People often say the skin colour debate in black communities has self-hatred at its root and is a vestige of colonialism and/or slavery. I have never subscribed to that theory, although I do not deny its probability. The truth remains that exoticism, like sex, always sells. For instance, as a student in England, I always found it fascinating that in metropolitan London I was a standard pretty black girl. In smaller English villages I visited, I would be told by random people, especially old English women, that I was gorgeous. Not because I got prettier the farther away from the noxious London air I travelled, or because I was prettier than their Amys or Allisons, but simply because I looked different from the norm. That is the reasoning behind the glorification of the light-skinned in African states. Add the constant acid bath to the brain of the average young person from music videos and celebrity culture, and it is easy to see why light skin may be elevated to the position where sensible women consider faux white a suitable alternative to rich black.
If anything, this app is simply social commentary. At once, it hyperbolises the Nigerian masses’ glorification of light skin, but balances this with the Nigerian drive for success and ambition, even in its women. On some level, it does reveal for the purpose of satire; the deeply rooted misogyny in the Nigerian society, yet it simultaneously reflects the changing views of the role of women in our society. I mean, the importance of a woman having a great paying job, as opposed to being a liability (albeit of the naked, pregnant and in the kitchen variety) is clearly highlighted. A woman in the wealthiest industry; oil and gas, gets the highest price on the app based on her capacity to generate her own wealth and support herself independently without becoming a liability to a man.

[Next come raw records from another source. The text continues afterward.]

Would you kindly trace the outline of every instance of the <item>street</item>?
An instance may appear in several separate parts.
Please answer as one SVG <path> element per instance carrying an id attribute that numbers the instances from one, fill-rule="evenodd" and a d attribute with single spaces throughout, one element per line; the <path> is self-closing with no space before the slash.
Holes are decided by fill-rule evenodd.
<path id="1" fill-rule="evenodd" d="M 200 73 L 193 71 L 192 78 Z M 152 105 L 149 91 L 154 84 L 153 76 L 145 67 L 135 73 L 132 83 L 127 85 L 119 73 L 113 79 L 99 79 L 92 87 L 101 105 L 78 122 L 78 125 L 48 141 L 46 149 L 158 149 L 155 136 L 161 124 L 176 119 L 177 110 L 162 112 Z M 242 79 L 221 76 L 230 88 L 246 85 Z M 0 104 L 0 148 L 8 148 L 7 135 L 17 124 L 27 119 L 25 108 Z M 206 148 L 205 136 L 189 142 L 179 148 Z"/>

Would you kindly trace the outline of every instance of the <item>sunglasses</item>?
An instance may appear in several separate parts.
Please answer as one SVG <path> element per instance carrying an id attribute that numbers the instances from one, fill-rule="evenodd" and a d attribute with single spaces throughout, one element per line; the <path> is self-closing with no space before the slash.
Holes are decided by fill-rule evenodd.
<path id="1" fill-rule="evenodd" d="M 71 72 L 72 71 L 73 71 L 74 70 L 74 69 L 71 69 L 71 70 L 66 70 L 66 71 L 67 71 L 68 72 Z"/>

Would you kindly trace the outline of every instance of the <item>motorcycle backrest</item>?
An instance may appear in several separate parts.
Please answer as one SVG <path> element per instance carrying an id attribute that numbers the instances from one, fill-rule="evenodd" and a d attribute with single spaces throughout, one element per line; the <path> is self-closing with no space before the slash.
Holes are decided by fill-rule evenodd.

My real worry lies in the general Nigerian reaction to the international backlash the Bride Price App spurned. The defence of this article by many Nigerians as mere comedy is perhaps too typically Nigerian an answer. Our tendency as citizens of this nuanced nation is to hide under the brash notes of unwarranted laughter instead of addressing reality. While the western media’s ruckus is unfortunately predictable and possibly unnecessary, it does highlight the sardonic nature of the Bride Price app. Its questions and answers hold life’s mirror to our faces as Nigerians and ought to help us determine the direction in which we ought to shape our society, particularly for the sake of our children. I intend to teach my daughter, to be “Ada by day, Caro by night” when she gets married, “… to cook on a Calabar scale”, and even to gain that doctorate degree despite the app and the (unfortunately correlating) society’s fear that an over-educated woman may make a burdensome wife. Because, in the end that is what it is about; what WE teach our children, what WE say to ourselves, how WE treat each other. Our worth and value systems must never be left to the exigencies of the media, the vicissitudes of the World Wide Web and its accompanying web developers, or indeed anyone besides ourselves.
And that is something all Premium Babes know.